Reflecting on the martyrdom of Monsignor Romero may seem a very simple and easy thing, but it’s not. It’s not easy, simply because the concept of martyrdom in Monsignor Romero is not a theological concept, nor a philosophical idea. It is the concept of a Pastor and a Prophet, who assumed faith with a clarity regarding its implications in reality and in history.
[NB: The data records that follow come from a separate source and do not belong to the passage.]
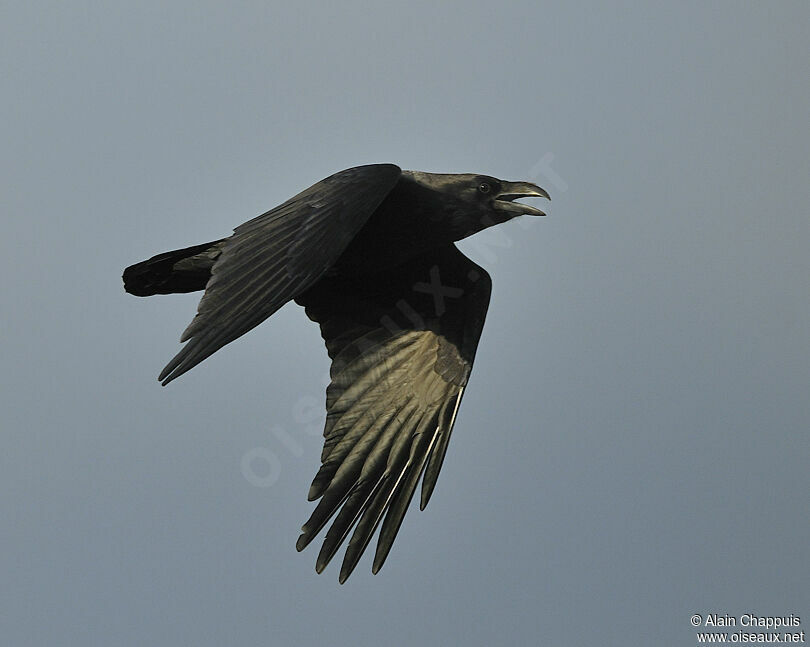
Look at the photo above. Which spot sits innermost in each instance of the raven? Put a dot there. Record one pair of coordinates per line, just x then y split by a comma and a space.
369, 253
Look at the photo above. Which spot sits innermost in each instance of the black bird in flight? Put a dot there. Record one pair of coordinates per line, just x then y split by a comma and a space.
369, 253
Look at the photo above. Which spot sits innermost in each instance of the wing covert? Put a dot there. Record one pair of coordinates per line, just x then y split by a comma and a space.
278, 255
402, 345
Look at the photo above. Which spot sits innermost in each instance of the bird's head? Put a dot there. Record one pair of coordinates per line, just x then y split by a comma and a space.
471, 202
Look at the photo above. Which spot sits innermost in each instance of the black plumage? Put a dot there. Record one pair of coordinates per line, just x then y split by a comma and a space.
369, 253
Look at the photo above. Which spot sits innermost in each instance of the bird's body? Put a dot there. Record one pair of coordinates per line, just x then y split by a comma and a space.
369, 253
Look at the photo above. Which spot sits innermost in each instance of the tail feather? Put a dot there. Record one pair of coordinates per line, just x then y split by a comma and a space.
181, 270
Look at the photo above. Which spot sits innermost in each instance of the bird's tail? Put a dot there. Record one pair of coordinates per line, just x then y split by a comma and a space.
182, 270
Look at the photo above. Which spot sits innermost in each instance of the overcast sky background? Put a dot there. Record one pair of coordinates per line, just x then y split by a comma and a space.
633, 445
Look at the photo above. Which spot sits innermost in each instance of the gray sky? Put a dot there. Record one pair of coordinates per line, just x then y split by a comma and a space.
633, 445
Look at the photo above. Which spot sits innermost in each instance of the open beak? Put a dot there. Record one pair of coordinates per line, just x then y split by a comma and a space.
512, 191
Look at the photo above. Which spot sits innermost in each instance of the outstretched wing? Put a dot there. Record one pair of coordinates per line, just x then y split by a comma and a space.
278, 255
402, 345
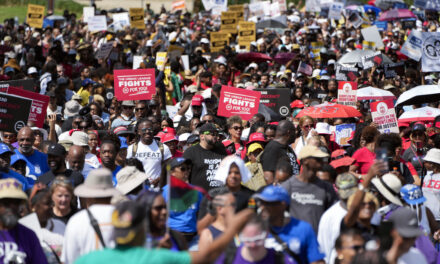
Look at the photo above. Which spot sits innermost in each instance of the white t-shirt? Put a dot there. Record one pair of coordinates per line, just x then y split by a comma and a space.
80, 237
151, 157
329, 229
In his homily from July 24, 1977, he tells us: “The Church cannot keep silent before these economic, political and social injustices. If the Church didn’t speak it would be an accomplice of marginalization, of an unhealthy and sinful conformity … “
In this sense, now that we want to rescue the tradition of martyrdom, we want to do it in the same spirit as Monsignor Romero, in his spirituality that encouraged him and illuminated him in his prophetic ministry. This is clear in his homily from August 14, 1977, when Monsignor Romero says: “The prophet has to disturb society when they are not acting in accordance with God.” There is deep wisdom in his words, because when a Christian assumes his or her faith responsibly, living out one’s faith not just intimately, but also living it out in all dimensions of relationships, be they human, political, social, or economic relationships, faith is itself an outcry against injustice, an outcry that calls out the reality behind God’s back, and converts to God. Faith converts to the justice of God.
From this conscience, Monsignor Romero was capable of saying: “Sisters and Brothers, on the occasion of my birthday, I have been able to understand once again that my life does not belong to me. Instead, it belongs to you,” from his Homily on August 21, 1977.
It is this clarity of faith that made Monsignor Romero not just a consistent Christian, but a pastor, a prophet consistent with and faithful to God, always seeking His justice among us.